Abstract 865P
Background
The prognosis of early OSCC is strongly correlated with local disease control. However, patients with T1-T2 OSCC and clear margins have a 5-year local relapse rate of around 15%. The evaluation of the quality of surgical resection is therefore essential.
Methods
A prospective multicenter trial based on patients with T1-T2 OSCC treated surgically with clear margins, showed the interest of a molecular analysis (microsatellite instability (MSI)) of surgical margins to evaluate the minimal residual disease (MRD) while adapting the postoperative strategy (NCT00232960). Recently, innovative techniques for detecting circulating tumor DNA have been developed.

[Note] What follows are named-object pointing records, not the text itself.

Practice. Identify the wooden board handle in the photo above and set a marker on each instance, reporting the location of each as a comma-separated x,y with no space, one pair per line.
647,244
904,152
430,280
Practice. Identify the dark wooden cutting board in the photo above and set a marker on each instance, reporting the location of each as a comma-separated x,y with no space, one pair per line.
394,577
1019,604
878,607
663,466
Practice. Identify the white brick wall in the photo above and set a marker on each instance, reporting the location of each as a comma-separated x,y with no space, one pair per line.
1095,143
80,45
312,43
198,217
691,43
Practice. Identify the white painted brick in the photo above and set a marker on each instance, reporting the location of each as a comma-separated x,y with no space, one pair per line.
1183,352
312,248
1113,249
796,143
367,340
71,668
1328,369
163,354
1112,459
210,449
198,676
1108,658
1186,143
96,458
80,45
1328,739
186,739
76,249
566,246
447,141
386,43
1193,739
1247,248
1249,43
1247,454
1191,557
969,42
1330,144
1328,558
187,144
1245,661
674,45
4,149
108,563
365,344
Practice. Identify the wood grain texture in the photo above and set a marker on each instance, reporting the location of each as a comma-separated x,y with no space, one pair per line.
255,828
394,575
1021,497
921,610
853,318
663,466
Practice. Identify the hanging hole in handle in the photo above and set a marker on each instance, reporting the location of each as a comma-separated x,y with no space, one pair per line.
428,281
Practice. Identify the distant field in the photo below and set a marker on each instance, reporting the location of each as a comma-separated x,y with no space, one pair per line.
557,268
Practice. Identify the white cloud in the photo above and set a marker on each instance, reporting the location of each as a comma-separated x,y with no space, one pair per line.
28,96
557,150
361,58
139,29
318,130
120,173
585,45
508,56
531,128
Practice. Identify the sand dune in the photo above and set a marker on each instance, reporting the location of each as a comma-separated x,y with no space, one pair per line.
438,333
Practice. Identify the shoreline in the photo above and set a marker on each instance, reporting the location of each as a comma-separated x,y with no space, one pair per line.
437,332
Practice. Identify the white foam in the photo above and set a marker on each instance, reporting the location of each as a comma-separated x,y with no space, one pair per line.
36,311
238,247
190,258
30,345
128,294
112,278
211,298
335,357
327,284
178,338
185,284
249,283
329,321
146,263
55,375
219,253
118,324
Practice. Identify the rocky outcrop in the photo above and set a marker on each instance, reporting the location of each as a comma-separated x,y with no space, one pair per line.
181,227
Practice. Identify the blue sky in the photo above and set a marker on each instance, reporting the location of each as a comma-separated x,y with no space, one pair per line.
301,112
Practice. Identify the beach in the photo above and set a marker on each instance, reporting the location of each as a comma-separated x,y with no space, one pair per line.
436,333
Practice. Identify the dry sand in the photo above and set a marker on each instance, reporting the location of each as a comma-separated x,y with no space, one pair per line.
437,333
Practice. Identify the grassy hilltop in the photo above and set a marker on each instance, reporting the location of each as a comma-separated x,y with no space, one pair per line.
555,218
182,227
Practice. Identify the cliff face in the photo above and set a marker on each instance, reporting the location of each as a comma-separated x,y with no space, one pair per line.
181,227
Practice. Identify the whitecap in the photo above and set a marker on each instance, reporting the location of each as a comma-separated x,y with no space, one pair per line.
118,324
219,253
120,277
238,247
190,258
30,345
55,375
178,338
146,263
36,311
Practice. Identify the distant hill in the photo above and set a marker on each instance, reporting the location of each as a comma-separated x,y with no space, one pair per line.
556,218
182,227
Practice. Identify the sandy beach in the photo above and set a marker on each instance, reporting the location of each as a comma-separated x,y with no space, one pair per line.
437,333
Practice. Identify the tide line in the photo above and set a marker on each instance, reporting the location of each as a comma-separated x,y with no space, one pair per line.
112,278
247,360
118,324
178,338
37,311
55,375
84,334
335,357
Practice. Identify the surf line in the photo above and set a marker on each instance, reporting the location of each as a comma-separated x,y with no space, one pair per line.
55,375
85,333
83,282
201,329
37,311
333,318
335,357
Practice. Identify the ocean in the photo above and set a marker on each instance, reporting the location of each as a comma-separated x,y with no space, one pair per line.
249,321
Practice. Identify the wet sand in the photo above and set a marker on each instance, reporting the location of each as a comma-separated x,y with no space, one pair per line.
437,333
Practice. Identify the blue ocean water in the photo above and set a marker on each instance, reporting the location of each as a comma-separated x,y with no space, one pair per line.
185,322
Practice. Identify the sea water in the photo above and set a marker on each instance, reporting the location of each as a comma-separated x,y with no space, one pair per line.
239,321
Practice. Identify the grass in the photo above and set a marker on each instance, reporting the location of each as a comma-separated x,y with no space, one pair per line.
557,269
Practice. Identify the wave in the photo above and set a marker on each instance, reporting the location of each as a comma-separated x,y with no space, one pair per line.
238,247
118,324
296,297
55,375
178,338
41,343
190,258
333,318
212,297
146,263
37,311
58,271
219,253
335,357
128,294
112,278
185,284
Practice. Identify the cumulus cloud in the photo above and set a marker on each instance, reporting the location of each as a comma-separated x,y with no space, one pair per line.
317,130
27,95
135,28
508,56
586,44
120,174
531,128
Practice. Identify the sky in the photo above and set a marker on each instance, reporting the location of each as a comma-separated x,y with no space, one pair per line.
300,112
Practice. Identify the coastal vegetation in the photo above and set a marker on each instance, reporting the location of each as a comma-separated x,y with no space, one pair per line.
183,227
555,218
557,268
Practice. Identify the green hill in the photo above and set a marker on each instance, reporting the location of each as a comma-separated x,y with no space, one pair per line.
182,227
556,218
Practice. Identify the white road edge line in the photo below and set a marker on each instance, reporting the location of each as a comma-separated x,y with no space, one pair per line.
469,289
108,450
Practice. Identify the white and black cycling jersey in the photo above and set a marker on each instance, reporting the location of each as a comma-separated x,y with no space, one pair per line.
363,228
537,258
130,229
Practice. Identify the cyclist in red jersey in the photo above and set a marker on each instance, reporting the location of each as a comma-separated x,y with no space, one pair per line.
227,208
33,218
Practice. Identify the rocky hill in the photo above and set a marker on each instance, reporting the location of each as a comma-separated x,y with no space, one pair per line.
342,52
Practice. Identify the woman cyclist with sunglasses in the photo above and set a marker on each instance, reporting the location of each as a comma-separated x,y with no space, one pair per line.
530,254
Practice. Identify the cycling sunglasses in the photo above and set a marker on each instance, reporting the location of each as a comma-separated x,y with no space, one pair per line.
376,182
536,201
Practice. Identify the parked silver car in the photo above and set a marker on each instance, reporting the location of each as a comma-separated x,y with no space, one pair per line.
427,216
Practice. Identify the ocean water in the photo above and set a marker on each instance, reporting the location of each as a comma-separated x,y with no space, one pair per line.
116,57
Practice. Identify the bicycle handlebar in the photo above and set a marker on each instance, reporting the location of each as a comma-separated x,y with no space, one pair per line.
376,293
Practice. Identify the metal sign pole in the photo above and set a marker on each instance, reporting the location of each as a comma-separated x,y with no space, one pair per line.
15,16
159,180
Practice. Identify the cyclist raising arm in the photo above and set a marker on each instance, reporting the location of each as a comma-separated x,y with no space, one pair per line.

Our main objective was, then, to evaluate the feasibility of detecting MRD by identifying specific molecular abnormalities with Whole Exom Sequencing (WES) and Shallow Whole Genome Sequencing (ShWGS) in the primary tumor and looking for it on the margins.
Results
310 patients were included initially with 216 tumor/margins samples available for molecular analysis. Tumor was informative for MSI analysis in 63% of cases (n=133). Positive molecular margins were observed in 23 cases, leading to a postoperative treatment. Median follow-up was 58 months [30;83]. In informative tumor, molecularly driven treatment seemed to lower the 5-year local recurrence rate from 14.1% to 6.4% (p=0.15). Among the initial cohort, 108 primary tumors were secondary screened by WES with an informative rate of 78.6%. With a 10X depth for molecular analysis, we observed 13 patients with at least one positive margin. Then, analyzing retrospectively the oncologic outcomes, we observed a significant benefit for local control at 5 years for patients with WES negative margins (91.7% versus 64.1%, p=0.02). We, then, performed a ShWGS analysis on a sub-group of 39 patients. Patients with positive margins both in WES and ShWGS had a higher risk of local relapse at 5 years (p<10-3).
Conclusions
Molecular analysis of surgical margins for early OSCC lead to a better assessment of microscopic residual disease while postoperative decision making according to WES and ShWGS could improve local control.
Clinical trial identification
NCT00232960.
Editorial acknowledgement
Legal entity responsible for the study
GETTEC group (French Group for Study of Head and Neck Tumors).
Funding
PHRC program from INCA (French National Cancer Institute) PRISM program from Gustave Roussy Cancer Campus.
Disclosure
All authors have declared no conflicts of interest.